I managed to wake myself up after the 5th snooze at 2 AM. My roommate and I slowly and sleepily got all of our items together and met the rest of the group downstairs, and from there we were off. We caught a flight around 5 AM which took us to the Leh Ladakh airport in the very north of India.
As we began to descend, I could not believe my eyes. It was some of the most beautiful mountain scenery I had ever seen. There were vast patches of green where villages were settled, which were broken up by large peaks and huge barren areas of brown land. I had never before been in a setting anything like this one. When we landed, however, we were not greeted with a warm welcome. As we exited the plane to walk to the bus which would drive us to the small airport, we were harshly instructed by soldiers with large guns to absolutely not take any photography of the area. We would soon learn that Ladakh within is a heavily militarized zone due to it being in the state of Jammu-Kashmir, a region which borders both China and Pakistan. In order to enter the airport we all had to walk through a path lined with more scary looking men with huge guns. I’ll admit, it was a bit off-putting at first. That is, until I made eye contact with a soldier and smiled at him and he smiled back at me- that’s when I knew everything was going to be okay and began feeling comfortable in my new situation.

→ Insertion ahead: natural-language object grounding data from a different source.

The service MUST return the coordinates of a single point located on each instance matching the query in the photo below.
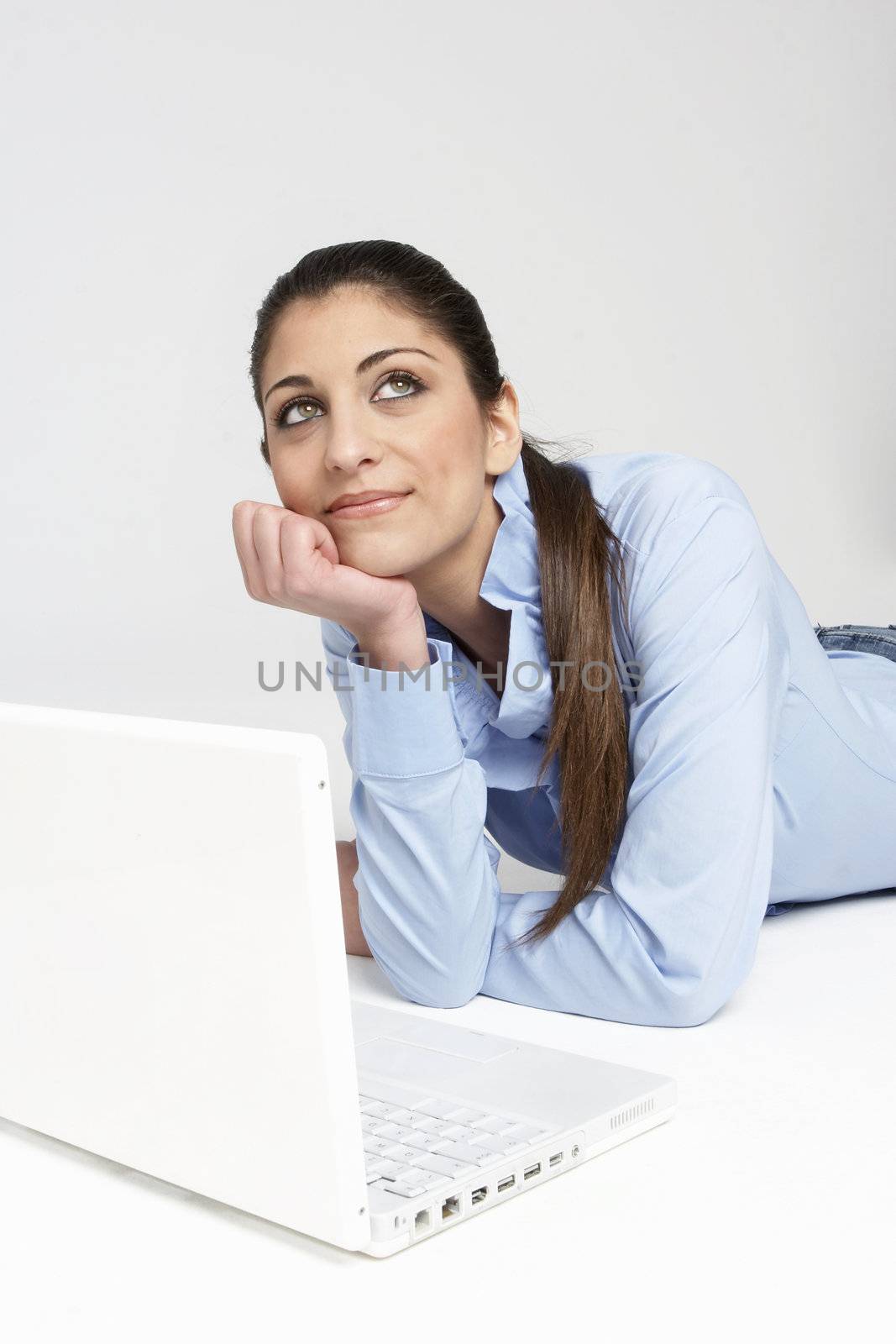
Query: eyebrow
(304, 381)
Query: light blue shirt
(762, 769)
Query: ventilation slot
(627, 1117)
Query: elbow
(438, 988)
(699, 1005)
(443, 994)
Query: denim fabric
(862, 638)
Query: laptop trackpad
(423, 1065)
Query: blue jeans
(862, 638)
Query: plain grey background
(679, 221)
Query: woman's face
(405, 423)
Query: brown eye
(302, 403)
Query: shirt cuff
(405, 722)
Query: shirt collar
(512, 584)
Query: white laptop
(174, 996)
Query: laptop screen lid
(174, 988)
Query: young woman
(598, 662)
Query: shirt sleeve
(674, 931)
(427, 890)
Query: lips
(365, 497)
(369, 506)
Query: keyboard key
(401, 1133)
(441, 1109)
(383, 1147)
(375, 1108)
(446, 1166)
(464, 1116)
(430, 1126)
(399, 1189)
(497, 1144)
(466, 1153)
(374, 1124)
(419, 1176)
(495, 1126)
(401, 1115)
(528, 1133)
(387, 1167)
(464, 1132)
(427, 1142)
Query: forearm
(401, 645)
(347, 864)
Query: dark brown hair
(579, 555)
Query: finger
(266, 524)
(246, 553)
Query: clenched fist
(291, 561)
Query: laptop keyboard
(412, 1151)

Once our group left the airport, we all crammed ourselves into tiny vans with no seat belts and began driving to the school we would be staying at for the next week, SECMOL, which stands for Students’ Educational and Cultural Movement of Ladakh. We were greeted by the students and faculty of this small school, and taught about how the school was run. It is an “alternative school,” for both college students and students who were not able to pass their classes at their high schools in other villages. It is completely sustainable, solar powered, and student-run.

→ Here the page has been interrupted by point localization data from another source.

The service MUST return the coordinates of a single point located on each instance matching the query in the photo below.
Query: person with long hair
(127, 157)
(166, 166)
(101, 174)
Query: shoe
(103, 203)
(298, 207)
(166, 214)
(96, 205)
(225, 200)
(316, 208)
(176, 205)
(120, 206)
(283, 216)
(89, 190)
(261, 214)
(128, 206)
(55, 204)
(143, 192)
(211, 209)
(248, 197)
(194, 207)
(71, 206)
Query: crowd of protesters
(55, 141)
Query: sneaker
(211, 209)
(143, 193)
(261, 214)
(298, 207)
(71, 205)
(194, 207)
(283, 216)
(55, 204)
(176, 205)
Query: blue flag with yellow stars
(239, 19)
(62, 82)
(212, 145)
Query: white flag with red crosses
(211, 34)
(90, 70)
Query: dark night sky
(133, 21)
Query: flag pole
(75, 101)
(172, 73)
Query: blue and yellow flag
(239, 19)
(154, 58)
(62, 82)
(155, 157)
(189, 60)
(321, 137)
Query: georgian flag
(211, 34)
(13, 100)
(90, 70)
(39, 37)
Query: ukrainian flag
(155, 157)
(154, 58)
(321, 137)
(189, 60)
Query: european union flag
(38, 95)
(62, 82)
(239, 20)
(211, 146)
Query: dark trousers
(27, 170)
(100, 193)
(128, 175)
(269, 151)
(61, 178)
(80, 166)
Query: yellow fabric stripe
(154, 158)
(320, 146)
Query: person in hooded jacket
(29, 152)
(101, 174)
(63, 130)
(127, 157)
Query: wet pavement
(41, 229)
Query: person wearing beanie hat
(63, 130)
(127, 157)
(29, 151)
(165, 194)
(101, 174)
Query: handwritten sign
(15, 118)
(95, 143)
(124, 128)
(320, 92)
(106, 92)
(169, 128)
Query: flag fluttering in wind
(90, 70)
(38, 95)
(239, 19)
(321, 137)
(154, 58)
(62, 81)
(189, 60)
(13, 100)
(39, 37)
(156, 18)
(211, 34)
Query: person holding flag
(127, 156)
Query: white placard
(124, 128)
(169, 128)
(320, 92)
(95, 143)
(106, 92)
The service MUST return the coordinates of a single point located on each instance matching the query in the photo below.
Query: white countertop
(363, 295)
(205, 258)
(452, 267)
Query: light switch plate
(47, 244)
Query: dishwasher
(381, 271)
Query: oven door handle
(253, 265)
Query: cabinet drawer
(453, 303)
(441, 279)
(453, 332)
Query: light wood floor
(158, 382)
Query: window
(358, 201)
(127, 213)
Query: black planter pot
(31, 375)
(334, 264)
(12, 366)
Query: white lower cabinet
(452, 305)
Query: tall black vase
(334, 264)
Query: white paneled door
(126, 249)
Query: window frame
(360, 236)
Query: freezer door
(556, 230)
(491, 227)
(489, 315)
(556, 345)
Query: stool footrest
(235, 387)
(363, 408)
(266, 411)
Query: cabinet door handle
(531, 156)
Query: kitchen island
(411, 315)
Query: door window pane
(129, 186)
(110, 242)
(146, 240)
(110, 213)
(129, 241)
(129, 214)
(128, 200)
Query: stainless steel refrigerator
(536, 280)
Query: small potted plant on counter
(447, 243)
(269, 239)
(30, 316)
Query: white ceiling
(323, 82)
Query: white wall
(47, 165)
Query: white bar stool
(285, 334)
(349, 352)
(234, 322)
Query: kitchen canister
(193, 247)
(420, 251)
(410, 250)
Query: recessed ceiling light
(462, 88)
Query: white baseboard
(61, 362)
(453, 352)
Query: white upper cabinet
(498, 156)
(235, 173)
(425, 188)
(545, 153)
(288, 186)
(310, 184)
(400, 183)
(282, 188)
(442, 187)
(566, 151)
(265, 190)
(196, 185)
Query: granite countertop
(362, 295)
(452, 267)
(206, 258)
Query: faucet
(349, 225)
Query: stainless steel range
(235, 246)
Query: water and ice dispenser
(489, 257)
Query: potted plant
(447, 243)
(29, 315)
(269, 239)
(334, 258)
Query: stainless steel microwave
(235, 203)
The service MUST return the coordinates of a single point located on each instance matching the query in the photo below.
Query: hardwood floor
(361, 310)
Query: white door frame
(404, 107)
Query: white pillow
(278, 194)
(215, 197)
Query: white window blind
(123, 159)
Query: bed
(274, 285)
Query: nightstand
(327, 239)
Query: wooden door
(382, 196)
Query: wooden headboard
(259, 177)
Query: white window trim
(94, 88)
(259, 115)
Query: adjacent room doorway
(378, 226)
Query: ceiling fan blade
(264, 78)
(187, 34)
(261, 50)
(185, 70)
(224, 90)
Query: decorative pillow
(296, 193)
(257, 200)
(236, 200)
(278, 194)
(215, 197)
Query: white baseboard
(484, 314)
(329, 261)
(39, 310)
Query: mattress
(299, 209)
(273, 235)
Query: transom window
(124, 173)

After a campus tour, our group leaders Robbie and Liz recommended that we all rest in order to allow our bodies to acclimate to the high elevation, as we were now in the heart of the Himalayas. Instead of taking this advice, I decided to tour the campus on my own. I visited a computer class, where students were learning how to use Microsoft Word, which was the most technology that was seen around campus- there was no internet or cell phone service there. At this computer class I made friends and gave them pictures I took of them with my polaroid camera, which was a big hit.

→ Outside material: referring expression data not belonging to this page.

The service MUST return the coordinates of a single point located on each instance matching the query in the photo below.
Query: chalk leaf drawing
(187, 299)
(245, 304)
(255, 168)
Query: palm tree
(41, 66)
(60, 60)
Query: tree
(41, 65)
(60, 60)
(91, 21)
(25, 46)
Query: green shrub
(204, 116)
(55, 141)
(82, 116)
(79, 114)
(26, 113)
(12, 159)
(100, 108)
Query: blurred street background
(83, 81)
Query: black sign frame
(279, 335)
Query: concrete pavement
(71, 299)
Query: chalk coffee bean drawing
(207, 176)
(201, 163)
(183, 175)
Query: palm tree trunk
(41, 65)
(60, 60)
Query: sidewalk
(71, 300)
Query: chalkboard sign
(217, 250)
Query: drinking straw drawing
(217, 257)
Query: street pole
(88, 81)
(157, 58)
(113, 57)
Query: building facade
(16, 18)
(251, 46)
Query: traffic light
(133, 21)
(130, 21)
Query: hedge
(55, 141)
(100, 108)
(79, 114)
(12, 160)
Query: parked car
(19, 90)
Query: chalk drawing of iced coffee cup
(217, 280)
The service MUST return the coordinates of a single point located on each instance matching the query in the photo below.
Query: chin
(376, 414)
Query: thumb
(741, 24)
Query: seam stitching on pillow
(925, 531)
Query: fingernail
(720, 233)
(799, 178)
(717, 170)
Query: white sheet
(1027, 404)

I met one friend named Chotak who was kind enough to show me around the school even more, so we walked the perimeter of the campus while I barraged him with questions about his SECMOL experience and his home village. One of the most amazing things I got to experience with him on this day was when we climbed down the side of the mountain that the campus rested on in order to visit the large river right next to the school.
I later learned that this was the Indus River. It was extremely beautiful but also cold, so we hiked back up to the school and ate our first dinner with everybody else.
After dinner, I sat outside with a group of new Ladakhi students I had just met, and we got to know each other while talking about our very different lives and looking up at the stars. Since there was no light pollution from anywhere in the mountains, we could even see Mars and Jupiter clearly. It was a perfect end to our first day at SECMOL, and I had already felt like I’d been there for weeks.